Intervention and control: Patients were randomized to empagliflozin 10 mg daily or placebo, in addition to usual therapy.
Outcomes: The primary outcome was a composite of cardiovascular death or hospitalization for heart failure. Secondary outcomes included change in eGFR and death from any cause.
Results: In total, 5988 patients (mean age 72 years, 55% male, 76% white, 49% diabetes) were included. The mean LVEF was 54%, and the mean eGFR was 61 mL/min/1.73 m2. Median follow-up was 26 months. Empagliflozin significantly reduced the primary outcome (13.8% vs 17.1%; hazard ratio [HR], 0.79; 95% confidence interval [CI], 0.69-0.90; number needed to treat [NNT] 31) compared with placebo, which was primarily driven by a reduction in hospitalization for heart failure (NNT 32). Patients in the empagliflozin group also had a lower decrease in eGFR over the follow-up period (mean slope change per year −1.3 vs −2.6 mL/min/1.73 m2). Cardiovascular and all-cause death were not significantly different between groups. As with the EMPEROR-Reduced trial, the primary endpoint was reduced by a similar degree in patients regardless of their diabetes status. 12 With respect to safety, the empagliflozin group had a higher rate of genital infections (number needed to harm [NNH] 67), urinary tract infections (NNH 56) and hypotension (NNH 56), with no significant difference in other adverse events.
Deliver: Dapagliflozin in heart failure with mildly reduced or preserved ejection fraction (N Engl J Med 2022)

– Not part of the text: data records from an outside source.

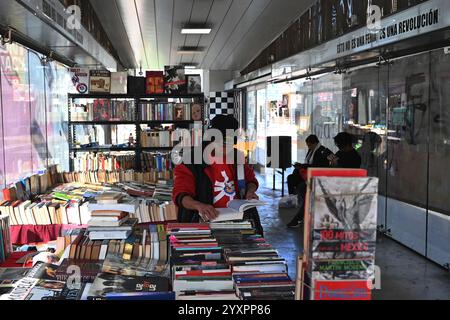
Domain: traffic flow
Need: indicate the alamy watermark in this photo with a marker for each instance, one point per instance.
(213, 146)
(374, 15)
(74, 18)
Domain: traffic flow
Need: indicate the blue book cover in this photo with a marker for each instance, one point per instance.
(2, 246)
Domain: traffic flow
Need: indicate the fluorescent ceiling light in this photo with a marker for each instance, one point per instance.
(190, 50)
(196, 31)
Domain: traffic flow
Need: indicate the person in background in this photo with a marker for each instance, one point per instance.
(347, 157)
(199, 189)
(317, 157)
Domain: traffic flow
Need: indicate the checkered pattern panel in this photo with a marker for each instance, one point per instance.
(221, 103)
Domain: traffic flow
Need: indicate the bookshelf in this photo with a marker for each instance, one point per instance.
(137, 122)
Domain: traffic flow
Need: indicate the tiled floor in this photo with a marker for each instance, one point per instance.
(405, 275)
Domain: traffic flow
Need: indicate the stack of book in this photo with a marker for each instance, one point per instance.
(44, 212)
(165, 111)
(198, 268)
(259, 273)
(120, 176)
(5, 238)
(227, 261)
(104, 110)
(157, 162)
(155, 211)
(156, 138)
(32, 186)
(110, 217)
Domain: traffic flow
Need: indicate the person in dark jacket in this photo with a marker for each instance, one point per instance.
(347, 157)
(317, 157)
(200, 189)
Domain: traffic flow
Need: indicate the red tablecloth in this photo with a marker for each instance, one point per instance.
(34, 234)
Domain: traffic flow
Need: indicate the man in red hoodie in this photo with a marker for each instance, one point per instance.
(200, 189)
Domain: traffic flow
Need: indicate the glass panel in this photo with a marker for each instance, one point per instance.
(408, 129)
(16, 112)
(303, 112)
(261, 126)
(407, 160)
(439, 199)
(327, 112)
(57, 80)
(38, 113)
(364, 115)
(281, 106)
(2, 154)
(251, 122)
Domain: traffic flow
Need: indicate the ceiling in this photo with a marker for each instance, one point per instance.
(147, 33)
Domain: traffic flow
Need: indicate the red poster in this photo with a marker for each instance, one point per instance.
(155, 82)
(342, 290)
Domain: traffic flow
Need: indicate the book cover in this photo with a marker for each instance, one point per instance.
(21, 290)
(345, 203)
(108, 283)
(341, 290)
(80, 80)
(10, 276)
(175, 80)
(115, 264)
(119, 82)
(155, 82)
(101, 110)
(46, 290)
(100, 81)
(43, 271)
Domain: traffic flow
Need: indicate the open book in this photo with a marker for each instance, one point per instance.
(236, 209)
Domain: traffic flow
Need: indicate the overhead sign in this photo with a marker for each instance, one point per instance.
(421, 19)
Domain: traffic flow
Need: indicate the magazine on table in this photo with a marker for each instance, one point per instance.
(235, 209)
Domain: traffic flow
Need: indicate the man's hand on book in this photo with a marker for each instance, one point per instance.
(207, 212)
(251, 195)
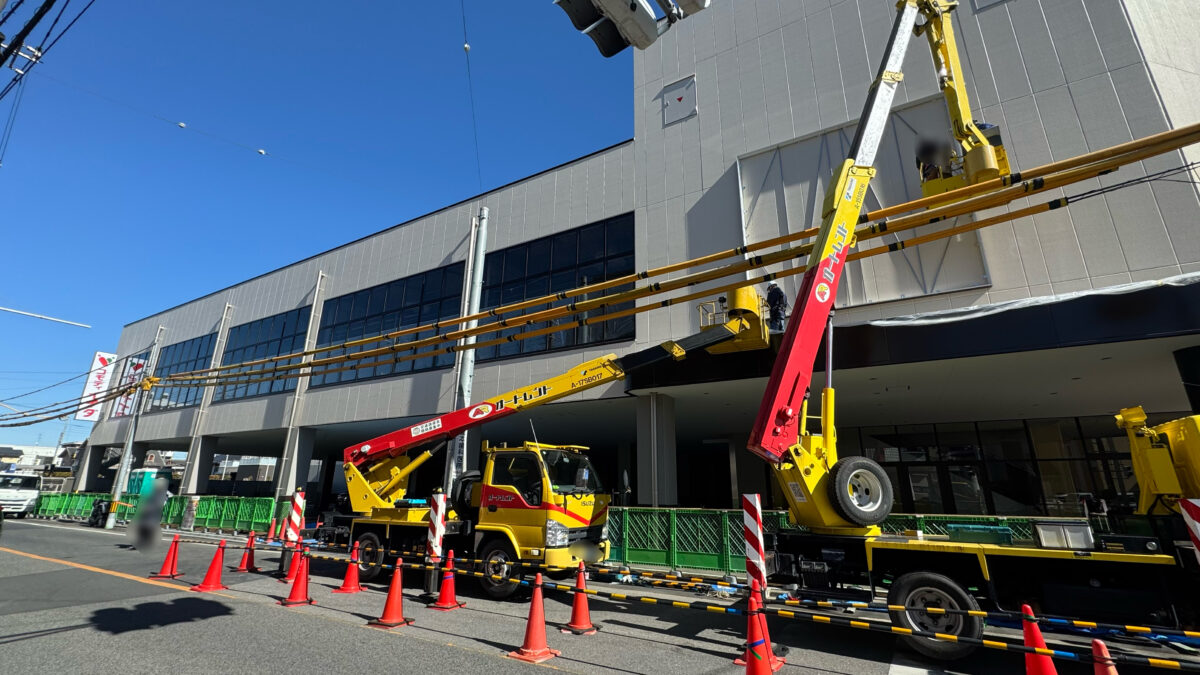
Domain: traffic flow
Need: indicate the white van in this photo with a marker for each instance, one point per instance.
(18, 493)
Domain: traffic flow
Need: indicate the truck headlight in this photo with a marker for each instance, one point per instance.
(556, 535)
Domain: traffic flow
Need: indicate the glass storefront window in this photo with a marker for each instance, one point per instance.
(958, 442)
(1005, 440)
(966, 489)
(880, 443)
(1056, 438)
(927, 489)
(1014, 488)
(917, 442)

Background: Similar to the EMPEROR-Preserved trial, this multicentre RCT evaluated dapagliflozin, as compared with placebo in a double-blind fashion, in HFpEF patients with or without diabetes. 7
Patients: Patients ≥40 years of age with an LVEF >40%, NYHA class II-IV symptoms, evidence of structural heart disease (e.g., left ventricular hypertrophy) and an NT-proBNP level ≥300 pg/mL were included. Exclusion criteria included an eGFR <25 mL/min/1.73 m2, type 1 diabetes or SBP <95 mmHg.
Intervention and control: Patients were randomized to dapagliflozin 10 mg daily or placebo, in addition to usual therapy.
Outcomes: The primary outcome was a composite of worsening heart failure (unplanned hospitalization or urgent visit) or cardiovascular death. All-cause death was included as a secondary outcome.
Results: A total of 6263 patients were randomized (mean age 72 years, 56% male, 71% white, 45% diabetes) and followed for a median of 2.3 years. The mean LVEF was 54%. Compared with placebo, dapagliflozin significantly reduced the primary outcome (16.4% vs 19.5%; HR, 0.82; 95% CI, 0.73-0.92; NNT 33). As with the EMPEROR-Preserved trial, the reduction in the primary outcome was predominantly driven by a reduction in heart failure hospitalization (NNT 36). There was no significant difference in cardiovascular death or all-cause death. The effect of dapagliflozin on the primary outcome was similar in patients with or without diabetes, which was consistent with the DAPA-HF trial. 11 The rate of serious adverse events was similar between dapagliflozin and placebo. The rates of genital and urinary tract infections were not reported.
Implication for practice: The EMPEROR-Preserved and DELIVER trials demonstrated that both dapagliflozin and empagliflozin reduced the risk of cardiovascular death and heart failure hospitalization in patients with HFpEF with a similar NNT of about 30. In both trials, the primary composite endpoint was driven by a reduction in heart failure hospitalizations (not cardiovascular death). Furthermore, these agents were not associated with an increased incidence of serious adverse events, although patients should be monitored for urinary tract or genital infections as well as hypotension. Based on the totality of the evidence to date, SGLT2 inhibitors have demonstrated a consistent benefit across the full range of heart failure irrespective of the patient’s LVEF. Consequently, the 2022 American College of Cardiology/American Heart Association heart failure guidelines now recommend SGLT2 inhibitor therapy for patients with heart failure with mildly reduced ejection fraction (LVEF 41%-49%) and HFpEF (LVEF ≥ 50%), regardless of whether they have diabetes, to decrease heart failure hospitalizations and cardiovascular mortality. 13 Of note, the most recent Canadian Cardiovascular Society heart failure guidelines were published prior to this evidence. Based on the results of the EMPEROR-Preserved trial, empagliflozin is currently the only SGLT2 inhibitor that has received official Health Canada approval for use in patients with HFpEF regardless of diabetes status, yet dapagliflozin is also commonly used in practice. Canagliflozin has not been studied in a large-scale, cardiovascular outcome–driven RCT of patients with HFpEF.
Hypertension
Time: Cardiovascular outcomes in adults with hypertension with evening versus morning dosing of usual antihypertensives in the UK (Lancet 2022)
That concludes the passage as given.